Every inaccurate statement is not a falsification. A falsification must be material and deliberate, and it is deliberate if it is done knowingly and willfully. He did not list the two incidents because he was told by human resources to only indicate charges on his police record; advice also given to him by an attorney.

The SF 86 requires an applicant to list any time he was arrested, charged, or convicted of any offense, during the previous seven years. Applicant relied upon bad advice in completing his SF 86. MC 4 (4) does not apply because the record fails to establish the improper or inadequate advice was given by "authorized personnel." The attorney was not authorized personnel and the record fails to establish who at human resources gave the advice. Even if the advice he did receive was correct, Applicant should have listed the April 1996 incident that appears on his police record.

According to his own statement, he should have listed those arrests that appeared on his police record. The 1996 arrest does appear on his police record and is not listed on his SF 86. Before completing his SF 86 he had an attorney obtain a copy of his police record. It is unknown if the information on that report was the same as on the report in the record (Item 7). The police report lists the 1996 receiving stolen property offence as an "arrest." Applicant denies he was arrested and asserts he only received a citation for this incident and paid a fine.

Applicant listed his most serious arrest on his SF 86 and failed to list two incidents akin to shoplifting. MC 2 (5) applies because the falsification was to a single question on his SF 86, the falsification is not recent, and he has subsequently provided correct information voluntarily. I find for Applicant as to SOR paragraph 2.a.

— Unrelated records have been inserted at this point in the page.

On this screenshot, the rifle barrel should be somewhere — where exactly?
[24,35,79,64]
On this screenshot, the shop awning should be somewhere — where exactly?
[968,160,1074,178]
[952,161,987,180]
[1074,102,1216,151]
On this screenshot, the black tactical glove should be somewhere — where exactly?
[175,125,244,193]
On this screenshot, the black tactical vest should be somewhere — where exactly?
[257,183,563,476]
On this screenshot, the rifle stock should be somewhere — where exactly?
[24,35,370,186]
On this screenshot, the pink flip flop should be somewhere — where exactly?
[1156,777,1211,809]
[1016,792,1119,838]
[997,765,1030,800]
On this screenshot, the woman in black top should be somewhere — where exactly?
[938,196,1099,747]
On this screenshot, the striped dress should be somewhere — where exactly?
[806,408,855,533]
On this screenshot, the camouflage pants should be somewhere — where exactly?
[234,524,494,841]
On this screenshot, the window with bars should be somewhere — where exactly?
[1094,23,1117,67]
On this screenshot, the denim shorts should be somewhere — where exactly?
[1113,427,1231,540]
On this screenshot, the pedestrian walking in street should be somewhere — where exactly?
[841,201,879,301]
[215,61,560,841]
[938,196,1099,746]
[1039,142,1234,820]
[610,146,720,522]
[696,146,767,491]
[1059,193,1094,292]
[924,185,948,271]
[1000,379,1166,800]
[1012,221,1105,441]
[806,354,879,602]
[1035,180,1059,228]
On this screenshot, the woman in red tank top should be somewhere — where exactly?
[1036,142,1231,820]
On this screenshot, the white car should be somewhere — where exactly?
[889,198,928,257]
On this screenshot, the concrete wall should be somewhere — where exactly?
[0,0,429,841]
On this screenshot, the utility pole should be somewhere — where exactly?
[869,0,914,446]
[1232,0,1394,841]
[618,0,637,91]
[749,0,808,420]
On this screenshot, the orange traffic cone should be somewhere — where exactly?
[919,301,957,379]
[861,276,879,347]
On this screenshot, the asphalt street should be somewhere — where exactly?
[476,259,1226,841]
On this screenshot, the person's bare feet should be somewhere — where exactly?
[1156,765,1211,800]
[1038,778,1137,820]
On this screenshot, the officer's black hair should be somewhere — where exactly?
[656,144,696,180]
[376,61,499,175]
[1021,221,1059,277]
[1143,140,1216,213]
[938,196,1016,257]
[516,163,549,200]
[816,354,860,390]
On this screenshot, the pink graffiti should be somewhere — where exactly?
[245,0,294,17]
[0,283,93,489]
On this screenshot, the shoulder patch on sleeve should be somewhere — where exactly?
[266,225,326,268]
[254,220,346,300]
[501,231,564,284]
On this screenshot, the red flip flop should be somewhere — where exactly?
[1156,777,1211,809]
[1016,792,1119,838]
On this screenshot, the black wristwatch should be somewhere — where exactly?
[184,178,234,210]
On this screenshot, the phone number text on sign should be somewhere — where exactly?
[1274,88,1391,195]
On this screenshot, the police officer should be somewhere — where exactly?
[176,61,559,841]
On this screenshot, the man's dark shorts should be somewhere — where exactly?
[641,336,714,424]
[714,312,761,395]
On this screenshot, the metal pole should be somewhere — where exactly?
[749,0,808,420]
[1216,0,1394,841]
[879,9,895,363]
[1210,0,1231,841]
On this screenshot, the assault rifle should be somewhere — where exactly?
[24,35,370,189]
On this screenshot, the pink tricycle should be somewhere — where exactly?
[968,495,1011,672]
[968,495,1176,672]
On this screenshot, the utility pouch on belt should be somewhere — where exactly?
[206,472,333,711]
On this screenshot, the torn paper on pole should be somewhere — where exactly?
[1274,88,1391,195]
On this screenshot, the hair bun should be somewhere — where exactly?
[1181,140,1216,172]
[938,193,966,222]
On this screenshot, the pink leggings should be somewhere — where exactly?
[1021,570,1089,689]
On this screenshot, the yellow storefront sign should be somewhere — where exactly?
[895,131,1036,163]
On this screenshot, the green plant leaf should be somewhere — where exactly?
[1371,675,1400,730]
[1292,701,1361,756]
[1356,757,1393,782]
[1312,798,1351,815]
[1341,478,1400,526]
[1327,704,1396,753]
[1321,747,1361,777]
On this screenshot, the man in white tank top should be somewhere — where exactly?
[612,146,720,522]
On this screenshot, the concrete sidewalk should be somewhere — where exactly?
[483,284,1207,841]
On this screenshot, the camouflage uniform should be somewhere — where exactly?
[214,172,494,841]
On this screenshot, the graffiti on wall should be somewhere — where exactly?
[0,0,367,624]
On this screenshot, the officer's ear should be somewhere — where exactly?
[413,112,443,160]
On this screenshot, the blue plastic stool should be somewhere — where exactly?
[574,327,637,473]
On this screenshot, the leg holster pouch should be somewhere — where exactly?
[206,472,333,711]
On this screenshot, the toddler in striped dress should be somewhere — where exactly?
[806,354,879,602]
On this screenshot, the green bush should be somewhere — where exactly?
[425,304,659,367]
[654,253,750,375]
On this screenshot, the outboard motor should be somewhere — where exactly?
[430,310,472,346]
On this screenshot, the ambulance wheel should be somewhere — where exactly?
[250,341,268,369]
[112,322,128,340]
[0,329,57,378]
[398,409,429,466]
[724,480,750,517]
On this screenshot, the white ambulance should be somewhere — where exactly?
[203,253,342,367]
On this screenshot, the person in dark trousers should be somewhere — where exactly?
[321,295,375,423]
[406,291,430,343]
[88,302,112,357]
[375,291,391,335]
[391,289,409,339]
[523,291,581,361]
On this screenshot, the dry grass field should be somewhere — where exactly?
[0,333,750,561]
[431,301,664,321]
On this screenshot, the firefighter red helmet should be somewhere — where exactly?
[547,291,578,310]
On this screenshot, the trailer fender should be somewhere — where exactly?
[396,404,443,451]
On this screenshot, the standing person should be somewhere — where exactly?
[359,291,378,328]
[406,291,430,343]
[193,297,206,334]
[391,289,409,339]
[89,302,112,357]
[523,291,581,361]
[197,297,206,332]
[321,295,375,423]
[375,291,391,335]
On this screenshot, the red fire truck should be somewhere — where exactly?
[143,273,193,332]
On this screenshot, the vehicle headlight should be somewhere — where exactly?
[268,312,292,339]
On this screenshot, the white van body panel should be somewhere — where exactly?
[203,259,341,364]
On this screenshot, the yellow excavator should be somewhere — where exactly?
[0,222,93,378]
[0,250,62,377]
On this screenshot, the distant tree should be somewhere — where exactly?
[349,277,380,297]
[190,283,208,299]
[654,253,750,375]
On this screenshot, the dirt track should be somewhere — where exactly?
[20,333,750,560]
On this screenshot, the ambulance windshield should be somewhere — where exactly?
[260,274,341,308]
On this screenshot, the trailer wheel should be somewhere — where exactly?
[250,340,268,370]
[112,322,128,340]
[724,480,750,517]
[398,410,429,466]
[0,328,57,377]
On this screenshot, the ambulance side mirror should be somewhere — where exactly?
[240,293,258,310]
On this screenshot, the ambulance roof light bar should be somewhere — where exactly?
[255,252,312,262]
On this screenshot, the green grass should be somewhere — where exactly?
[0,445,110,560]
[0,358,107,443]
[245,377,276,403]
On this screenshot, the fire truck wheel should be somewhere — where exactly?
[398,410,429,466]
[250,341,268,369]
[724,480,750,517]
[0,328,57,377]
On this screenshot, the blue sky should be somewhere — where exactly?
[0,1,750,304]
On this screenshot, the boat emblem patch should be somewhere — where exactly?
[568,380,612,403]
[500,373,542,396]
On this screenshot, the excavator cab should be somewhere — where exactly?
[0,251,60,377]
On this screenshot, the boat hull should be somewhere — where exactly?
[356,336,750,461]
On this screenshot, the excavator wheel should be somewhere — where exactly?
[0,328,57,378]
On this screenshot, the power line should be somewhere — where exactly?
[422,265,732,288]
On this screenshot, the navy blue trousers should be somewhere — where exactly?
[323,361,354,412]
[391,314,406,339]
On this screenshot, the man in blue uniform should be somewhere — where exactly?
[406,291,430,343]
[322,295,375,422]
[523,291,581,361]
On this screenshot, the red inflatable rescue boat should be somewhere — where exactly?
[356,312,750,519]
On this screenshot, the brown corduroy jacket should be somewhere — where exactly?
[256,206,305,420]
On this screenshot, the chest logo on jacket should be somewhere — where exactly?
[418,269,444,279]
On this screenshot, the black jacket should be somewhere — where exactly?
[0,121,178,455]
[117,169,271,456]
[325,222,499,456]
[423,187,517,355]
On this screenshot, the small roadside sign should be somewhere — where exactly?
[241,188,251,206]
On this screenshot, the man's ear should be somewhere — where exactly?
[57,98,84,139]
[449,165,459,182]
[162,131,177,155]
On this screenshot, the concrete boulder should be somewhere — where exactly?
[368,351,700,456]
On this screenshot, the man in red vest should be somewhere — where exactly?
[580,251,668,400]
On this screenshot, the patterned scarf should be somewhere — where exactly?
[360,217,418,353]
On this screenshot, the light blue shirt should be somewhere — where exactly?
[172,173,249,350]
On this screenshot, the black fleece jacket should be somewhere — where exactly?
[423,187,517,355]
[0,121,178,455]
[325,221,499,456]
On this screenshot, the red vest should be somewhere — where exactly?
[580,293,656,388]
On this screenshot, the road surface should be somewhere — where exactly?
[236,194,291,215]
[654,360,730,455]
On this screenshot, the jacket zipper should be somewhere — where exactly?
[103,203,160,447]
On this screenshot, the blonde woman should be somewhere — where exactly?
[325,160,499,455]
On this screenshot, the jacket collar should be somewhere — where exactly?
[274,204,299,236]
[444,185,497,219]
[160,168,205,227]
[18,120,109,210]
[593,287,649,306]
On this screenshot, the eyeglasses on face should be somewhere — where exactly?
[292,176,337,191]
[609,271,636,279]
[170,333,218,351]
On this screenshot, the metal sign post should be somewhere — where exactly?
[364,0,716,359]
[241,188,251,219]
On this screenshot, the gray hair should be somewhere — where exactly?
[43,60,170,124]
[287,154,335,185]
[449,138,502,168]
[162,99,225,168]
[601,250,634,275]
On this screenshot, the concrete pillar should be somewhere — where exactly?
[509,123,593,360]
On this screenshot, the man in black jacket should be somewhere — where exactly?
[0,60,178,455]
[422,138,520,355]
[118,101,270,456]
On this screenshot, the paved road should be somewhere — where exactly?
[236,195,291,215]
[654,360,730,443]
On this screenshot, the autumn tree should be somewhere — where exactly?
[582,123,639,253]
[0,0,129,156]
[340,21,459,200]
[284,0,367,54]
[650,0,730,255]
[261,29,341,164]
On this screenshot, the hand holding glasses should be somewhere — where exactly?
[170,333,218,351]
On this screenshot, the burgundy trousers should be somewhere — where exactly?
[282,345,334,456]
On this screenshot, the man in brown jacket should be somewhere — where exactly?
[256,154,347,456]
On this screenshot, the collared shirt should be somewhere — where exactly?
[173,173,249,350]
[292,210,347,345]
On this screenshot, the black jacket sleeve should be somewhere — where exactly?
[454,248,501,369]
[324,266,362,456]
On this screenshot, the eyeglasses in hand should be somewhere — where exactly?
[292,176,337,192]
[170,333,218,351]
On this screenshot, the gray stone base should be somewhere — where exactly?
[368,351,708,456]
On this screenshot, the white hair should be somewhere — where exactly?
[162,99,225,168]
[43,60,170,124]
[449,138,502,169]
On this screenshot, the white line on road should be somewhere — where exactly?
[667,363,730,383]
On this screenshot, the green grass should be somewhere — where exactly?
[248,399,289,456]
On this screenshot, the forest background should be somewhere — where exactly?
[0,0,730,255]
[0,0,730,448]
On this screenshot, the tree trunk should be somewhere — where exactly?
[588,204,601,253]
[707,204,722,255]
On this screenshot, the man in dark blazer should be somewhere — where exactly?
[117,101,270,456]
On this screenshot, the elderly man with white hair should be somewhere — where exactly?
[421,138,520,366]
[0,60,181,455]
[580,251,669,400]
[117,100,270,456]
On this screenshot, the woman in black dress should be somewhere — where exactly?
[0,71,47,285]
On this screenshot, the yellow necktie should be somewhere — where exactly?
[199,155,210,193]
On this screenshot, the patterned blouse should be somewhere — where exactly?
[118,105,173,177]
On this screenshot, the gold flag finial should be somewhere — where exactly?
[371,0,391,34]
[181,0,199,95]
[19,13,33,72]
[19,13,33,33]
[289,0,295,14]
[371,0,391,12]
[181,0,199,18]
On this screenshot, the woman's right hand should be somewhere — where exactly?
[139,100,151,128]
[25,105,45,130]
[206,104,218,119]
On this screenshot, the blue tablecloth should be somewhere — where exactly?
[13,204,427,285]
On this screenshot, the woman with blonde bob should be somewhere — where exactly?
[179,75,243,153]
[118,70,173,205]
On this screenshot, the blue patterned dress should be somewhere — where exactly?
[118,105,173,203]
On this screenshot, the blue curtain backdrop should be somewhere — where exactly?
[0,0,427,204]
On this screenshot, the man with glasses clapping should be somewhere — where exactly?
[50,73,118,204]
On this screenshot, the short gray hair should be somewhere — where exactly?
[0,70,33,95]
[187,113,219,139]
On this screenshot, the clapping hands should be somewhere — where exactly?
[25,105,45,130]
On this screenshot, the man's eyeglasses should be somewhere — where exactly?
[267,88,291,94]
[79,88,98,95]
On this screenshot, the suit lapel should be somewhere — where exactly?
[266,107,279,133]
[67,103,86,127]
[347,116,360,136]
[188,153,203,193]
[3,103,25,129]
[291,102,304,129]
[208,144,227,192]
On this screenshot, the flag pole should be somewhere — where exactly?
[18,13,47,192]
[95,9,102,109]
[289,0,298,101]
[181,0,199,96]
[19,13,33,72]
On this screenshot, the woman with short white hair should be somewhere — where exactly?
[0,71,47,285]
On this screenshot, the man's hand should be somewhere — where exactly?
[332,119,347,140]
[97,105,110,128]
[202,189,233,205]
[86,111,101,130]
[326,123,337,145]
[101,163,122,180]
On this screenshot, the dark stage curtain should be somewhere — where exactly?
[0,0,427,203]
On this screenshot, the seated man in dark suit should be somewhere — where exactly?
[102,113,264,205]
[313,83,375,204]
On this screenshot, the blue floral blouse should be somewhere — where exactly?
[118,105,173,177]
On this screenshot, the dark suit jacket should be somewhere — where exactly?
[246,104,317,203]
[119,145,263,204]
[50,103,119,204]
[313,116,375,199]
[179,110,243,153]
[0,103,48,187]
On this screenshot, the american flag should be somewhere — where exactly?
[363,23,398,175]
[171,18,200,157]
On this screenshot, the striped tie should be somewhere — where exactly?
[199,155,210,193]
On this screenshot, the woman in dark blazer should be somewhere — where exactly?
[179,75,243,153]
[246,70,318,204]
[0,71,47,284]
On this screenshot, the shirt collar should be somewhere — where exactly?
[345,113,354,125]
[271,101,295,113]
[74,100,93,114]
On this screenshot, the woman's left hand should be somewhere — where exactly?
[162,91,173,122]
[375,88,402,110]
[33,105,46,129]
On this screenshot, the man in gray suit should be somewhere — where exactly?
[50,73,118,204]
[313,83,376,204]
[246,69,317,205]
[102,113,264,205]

In reaching my conclusions I have also considered: the nature, extent, and seriousness of the conduct; the Applicant's age and maturity at the time of the conduct; the circumstances surrounding the conduct; the Applicant's voluntary and knowledgeable participation; the motivation for the conduct; the frequency and recency of the conduct; presence or absence of rehabilitation; potential for pressure, coercion, exploitation, or duress; and the probability that the circumstance or conduct will continue or recur in the future.

FORMAL FINDINGS

Formal Findings as required by Section 3. , Paragraph 7., of Enclosure 1 of the Directive are hereby rendered as follows:

Paragraph 1 Criminal Conduct, Guideline J: FOR THE APPLICANT

Subparagraph 1.a.: For the Applicant

Subparagraph 1.b.: For the Applicant

Subparagraph 1.c.: For the Applicant

Subparagraph 1.d.: For the Applicant

Subparagraph 1.e.: For the Applicant

Subparagraph 1.f.: For the Applicant

Paragraph 2 Personal Conduct, Guideline E: FOR THE APPLICANT

Subparagraph 2.a.: For the Applicant

DECISION

In light of all the circumstances presented by the record in this case, it is clearly consistent with the national interest to grant or continue a security clearance for the Applicant. Clearance is granted.

Claude R. Heiny

Administrative Judge

1. Required by Executive Order 10865, as amended, and Department of Defense Directive 5220.6 (Directive), dated January 2, 1992, as amended.

2. DC b. A single serious crime or multiple lesser offenses.

3. MC a. The criminal behavior was not recent.

4. MC 4. Omission of material facts was caused or significantly contributed to by improper or inadequate advice of authorized personnel, and the previously omitted information was promptly and fully provided.

5. MC2. The falsification was an isolated incident, was not recent, and the individual has subsequently provided correct information voluntarily.